D'apparence autobiographique, le récit met en scène un personnage qui ressemble beaucoup à
Pauline Delabroy-Allard : jeune mère élevant seule sa fille, professeure dans un établissement parisien. Au début du récit, cette narratrice vit avec un homme un quotidien qui va très vite lui sembler morne et policé par rapport aux moments vécus avec Sarah, dont le comportement la plonge dans un mélange d'admiration et de honte en public. Il faut dire que la jeune femme semble n'avoir aucunement peur du regard des autres, décrite le plus souvent comme mal fagotée, pas coiffée, peu apprêtée, ce qui contraste avec les tenues de gala qu'elle porte lors des concerts de sa formation musicale.
Le texte est le récit relativement classique d'une passion amoureuse, si ce n'est que celle-ci est pour les deux femmes la première expérience lesbienne, qui à la fois leur ouvre un nouveau champ des possibles, y compris sexuel, et en même temps risque de les mettre en porte-à-faux vis-à-vis de leur entourage, pas forcément à même de comprendre ou d'accepter. le roman se construit par succession de scènes de vie qui deviennent des souvenirs impérissables pour la narratrice, et par la reprise de motifs récurrents qui petit à petit constituent une forme de rengaine, comme le refrain d'une comptine, et d'ailleurs Sarah est régulièrement comparée à une enfant pour son comportement impulsif et insouciant du regard social.

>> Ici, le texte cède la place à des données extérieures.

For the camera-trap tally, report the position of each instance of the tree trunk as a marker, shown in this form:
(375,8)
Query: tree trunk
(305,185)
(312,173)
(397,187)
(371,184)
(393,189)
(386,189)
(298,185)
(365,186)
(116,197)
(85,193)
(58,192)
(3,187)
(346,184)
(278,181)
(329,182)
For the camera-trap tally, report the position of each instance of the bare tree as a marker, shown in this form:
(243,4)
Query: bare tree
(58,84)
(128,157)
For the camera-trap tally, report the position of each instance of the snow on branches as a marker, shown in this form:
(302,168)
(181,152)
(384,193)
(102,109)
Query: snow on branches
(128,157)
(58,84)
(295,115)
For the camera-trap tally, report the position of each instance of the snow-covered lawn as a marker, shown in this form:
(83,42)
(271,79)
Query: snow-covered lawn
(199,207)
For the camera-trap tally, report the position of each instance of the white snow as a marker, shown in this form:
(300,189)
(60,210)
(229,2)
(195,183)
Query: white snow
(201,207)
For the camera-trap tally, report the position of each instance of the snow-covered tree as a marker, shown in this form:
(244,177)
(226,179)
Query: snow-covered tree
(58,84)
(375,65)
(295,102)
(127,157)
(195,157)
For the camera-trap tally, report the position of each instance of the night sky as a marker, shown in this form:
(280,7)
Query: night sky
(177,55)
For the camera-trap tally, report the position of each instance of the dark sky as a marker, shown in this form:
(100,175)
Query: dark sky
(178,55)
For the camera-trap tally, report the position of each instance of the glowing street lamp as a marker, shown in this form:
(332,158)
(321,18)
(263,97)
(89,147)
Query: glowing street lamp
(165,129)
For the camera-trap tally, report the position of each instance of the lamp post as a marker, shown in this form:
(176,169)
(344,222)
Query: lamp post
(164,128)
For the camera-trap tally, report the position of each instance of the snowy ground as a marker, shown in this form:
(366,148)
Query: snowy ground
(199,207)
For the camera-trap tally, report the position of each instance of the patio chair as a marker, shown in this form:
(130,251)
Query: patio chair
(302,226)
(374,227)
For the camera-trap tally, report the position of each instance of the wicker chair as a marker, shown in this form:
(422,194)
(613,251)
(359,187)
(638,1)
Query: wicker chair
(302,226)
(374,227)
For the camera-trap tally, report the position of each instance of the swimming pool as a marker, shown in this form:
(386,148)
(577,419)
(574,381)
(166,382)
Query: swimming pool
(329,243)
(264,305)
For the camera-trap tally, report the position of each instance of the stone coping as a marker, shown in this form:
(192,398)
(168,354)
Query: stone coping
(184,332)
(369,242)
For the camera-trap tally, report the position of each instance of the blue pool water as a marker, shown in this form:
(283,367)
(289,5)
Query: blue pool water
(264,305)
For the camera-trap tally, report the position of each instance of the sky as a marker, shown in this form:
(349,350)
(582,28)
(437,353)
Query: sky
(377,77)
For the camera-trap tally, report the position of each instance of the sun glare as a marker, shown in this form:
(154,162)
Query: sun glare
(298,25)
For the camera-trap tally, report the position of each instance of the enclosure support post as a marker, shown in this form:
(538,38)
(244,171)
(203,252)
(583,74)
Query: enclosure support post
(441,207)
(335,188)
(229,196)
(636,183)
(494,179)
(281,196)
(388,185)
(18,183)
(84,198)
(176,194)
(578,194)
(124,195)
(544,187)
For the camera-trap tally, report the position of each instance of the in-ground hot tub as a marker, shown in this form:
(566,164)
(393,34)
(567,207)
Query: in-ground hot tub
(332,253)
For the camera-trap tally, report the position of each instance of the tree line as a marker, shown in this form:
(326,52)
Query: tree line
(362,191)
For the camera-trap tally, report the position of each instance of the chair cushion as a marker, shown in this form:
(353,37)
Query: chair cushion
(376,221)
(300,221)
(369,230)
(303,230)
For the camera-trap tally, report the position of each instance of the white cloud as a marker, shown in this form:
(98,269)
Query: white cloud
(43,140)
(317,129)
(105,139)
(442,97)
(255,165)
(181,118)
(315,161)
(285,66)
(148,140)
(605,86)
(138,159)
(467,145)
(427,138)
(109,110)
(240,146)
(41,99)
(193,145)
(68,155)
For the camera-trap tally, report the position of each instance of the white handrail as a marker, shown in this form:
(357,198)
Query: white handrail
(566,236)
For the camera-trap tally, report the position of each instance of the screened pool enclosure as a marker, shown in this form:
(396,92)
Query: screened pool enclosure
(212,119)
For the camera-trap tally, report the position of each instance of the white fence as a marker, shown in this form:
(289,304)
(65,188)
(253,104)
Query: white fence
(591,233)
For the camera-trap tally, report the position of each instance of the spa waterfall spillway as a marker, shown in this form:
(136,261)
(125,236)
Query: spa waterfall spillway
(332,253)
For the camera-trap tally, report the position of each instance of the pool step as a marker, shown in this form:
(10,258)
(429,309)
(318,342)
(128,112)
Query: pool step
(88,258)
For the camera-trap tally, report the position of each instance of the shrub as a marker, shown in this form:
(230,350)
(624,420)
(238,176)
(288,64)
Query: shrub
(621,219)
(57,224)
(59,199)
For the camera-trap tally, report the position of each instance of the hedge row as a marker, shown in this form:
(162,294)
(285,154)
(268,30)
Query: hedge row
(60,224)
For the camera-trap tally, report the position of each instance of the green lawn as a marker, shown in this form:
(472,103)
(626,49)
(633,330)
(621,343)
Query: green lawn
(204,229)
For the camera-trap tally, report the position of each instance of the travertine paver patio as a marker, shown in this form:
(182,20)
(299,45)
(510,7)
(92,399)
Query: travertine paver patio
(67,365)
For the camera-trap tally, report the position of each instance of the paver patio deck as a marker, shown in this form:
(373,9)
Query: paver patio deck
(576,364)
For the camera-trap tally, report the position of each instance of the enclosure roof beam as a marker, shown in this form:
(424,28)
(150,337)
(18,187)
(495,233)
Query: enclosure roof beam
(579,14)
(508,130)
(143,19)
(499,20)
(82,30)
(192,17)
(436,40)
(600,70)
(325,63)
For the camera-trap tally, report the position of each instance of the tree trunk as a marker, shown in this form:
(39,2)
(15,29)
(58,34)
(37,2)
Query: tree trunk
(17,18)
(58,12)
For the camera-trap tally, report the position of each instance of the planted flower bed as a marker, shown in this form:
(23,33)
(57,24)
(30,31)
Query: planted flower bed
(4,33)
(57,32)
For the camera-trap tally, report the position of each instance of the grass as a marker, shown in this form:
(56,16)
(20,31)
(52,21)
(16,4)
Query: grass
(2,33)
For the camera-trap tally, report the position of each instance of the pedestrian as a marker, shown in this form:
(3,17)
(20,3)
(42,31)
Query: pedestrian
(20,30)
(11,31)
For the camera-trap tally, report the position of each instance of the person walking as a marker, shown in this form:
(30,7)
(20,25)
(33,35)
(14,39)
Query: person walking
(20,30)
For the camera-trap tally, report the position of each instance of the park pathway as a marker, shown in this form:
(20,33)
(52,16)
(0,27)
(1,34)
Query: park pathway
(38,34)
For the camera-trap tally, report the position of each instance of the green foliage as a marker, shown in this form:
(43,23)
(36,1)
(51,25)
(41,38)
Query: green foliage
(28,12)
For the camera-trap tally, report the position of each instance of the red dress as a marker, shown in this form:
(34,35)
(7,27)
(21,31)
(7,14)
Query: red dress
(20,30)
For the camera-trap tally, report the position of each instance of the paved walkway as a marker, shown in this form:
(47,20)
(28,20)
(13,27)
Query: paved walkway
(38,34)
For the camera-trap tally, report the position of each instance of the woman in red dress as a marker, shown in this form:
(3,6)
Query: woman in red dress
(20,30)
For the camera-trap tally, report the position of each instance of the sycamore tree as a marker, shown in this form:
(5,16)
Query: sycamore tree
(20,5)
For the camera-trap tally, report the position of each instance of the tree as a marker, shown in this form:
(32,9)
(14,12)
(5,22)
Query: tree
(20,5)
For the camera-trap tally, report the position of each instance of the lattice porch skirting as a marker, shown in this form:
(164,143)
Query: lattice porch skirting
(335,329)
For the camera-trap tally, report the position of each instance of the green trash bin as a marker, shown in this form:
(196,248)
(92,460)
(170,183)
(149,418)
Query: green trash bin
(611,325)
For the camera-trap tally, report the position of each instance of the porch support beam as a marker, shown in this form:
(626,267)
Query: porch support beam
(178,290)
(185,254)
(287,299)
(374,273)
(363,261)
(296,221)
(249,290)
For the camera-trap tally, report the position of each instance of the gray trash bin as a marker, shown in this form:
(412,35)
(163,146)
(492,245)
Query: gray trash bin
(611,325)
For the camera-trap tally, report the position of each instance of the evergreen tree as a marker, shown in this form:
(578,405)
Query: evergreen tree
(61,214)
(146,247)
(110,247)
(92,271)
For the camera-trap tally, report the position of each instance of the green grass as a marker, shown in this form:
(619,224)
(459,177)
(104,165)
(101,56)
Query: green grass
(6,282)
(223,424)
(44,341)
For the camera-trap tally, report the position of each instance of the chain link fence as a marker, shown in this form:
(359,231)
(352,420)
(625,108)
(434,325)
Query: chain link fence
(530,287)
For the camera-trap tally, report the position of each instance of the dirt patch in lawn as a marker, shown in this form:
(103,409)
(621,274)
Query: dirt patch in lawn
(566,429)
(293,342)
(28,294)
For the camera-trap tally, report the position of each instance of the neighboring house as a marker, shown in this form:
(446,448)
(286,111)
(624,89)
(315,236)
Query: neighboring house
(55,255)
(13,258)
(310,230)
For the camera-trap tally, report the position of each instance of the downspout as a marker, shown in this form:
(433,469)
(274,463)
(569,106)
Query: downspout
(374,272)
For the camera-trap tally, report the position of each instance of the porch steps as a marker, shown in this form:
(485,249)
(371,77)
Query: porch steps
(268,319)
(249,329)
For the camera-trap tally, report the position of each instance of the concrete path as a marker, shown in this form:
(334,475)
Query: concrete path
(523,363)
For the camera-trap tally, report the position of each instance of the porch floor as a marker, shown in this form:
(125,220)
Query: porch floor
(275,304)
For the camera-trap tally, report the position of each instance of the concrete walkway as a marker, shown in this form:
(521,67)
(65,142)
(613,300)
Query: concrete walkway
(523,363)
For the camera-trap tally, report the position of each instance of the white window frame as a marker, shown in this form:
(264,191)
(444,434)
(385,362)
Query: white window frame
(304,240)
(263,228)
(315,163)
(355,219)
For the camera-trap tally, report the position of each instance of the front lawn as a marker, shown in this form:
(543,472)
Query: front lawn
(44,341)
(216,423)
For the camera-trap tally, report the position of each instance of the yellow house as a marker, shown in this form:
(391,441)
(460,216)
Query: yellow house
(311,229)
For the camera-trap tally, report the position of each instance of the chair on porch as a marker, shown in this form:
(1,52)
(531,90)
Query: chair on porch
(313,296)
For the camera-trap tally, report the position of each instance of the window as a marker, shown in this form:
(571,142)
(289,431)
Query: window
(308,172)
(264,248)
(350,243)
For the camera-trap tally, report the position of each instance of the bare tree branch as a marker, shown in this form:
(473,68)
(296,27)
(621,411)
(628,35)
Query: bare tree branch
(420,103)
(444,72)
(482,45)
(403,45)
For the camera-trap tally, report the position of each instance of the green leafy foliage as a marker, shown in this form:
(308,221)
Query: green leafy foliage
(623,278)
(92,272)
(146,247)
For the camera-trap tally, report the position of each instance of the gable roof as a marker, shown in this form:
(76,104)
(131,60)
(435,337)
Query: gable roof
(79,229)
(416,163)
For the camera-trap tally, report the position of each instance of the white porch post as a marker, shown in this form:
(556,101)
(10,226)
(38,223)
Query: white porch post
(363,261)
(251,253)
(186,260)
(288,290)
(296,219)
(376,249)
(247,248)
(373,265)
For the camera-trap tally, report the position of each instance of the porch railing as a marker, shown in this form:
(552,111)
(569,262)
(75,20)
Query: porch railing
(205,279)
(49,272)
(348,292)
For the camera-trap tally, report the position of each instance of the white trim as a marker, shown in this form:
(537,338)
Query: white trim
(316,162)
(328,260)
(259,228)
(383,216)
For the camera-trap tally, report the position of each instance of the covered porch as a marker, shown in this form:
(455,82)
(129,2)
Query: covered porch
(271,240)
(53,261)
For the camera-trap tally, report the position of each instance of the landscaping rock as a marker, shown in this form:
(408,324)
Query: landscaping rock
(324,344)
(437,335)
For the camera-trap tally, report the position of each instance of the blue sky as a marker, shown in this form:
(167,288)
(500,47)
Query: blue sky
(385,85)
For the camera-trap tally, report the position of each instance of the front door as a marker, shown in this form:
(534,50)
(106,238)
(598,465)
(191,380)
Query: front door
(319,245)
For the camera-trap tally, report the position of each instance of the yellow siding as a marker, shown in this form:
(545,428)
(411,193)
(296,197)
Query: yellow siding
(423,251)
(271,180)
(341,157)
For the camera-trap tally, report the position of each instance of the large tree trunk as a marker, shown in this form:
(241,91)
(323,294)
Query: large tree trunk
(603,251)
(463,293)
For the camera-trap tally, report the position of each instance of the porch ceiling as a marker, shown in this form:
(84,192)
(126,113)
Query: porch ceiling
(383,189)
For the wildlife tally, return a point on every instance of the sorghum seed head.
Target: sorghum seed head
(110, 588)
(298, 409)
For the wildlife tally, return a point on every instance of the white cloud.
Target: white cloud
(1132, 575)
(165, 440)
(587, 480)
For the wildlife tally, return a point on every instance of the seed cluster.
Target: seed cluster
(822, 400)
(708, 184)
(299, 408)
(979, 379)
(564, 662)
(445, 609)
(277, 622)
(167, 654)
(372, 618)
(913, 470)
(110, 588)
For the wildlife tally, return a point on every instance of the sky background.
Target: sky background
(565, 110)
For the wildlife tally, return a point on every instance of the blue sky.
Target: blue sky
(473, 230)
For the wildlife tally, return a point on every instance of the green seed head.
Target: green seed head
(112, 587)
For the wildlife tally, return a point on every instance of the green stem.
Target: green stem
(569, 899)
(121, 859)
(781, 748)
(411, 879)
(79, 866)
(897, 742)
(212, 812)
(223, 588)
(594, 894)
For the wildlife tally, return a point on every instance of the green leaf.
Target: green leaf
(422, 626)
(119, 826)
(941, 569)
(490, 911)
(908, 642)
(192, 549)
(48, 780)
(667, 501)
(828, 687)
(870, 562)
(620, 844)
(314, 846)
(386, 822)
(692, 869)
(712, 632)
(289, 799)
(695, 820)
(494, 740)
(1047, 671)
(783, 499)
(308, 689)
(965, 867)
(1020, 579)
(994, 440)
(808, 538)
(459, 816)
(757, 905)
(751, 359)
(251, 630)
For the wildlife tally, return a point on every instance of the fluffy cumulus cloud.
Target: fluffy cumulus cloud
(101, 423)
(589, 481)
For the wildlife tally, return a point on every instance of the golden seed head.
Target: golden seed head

La deuxième partie du texte se concentre sur la tentative de la narratrice de survivre à une rupture annoncée dès la première page et liée à la maladie qui a frappé Sarah. Récit d'un voyage comme une fuite, d'une tentative de se retrouver soi-même ailleurs que dans les lieux chargés de mémoire des moments à deux, il retrouve la construction par expressions répétitives, cette fois moins liées à la description de Sarah, de son physique et de son caractère, qu'à la séparation évoquée de manière trouble, sans que l'on comprenne vraiment si Sarah est morte ou vivante. le nouveau quotidien de la narratrice fonctionne lui-même comme un cycle, chaque jour la conduisant au même endroit, à manger la même chose, à boire des spritz dans le même café. le texte reproduit l'enlisement de sa protagoniste dans un chagrin poisseux qui confine à perdre la raison. Autant le texte débordait de vie dans sa première moitié, autant sa fin est extrêmement lugubre, funèbre même, ce à quoi on ne pouvait pas nécessairement s'attendre. Déroutante et prenante, cette mélopée a en tout cas de quoi ne pas laisser indifférent(e), qu'elle séduise ou qu'elle rebute par ses singularités.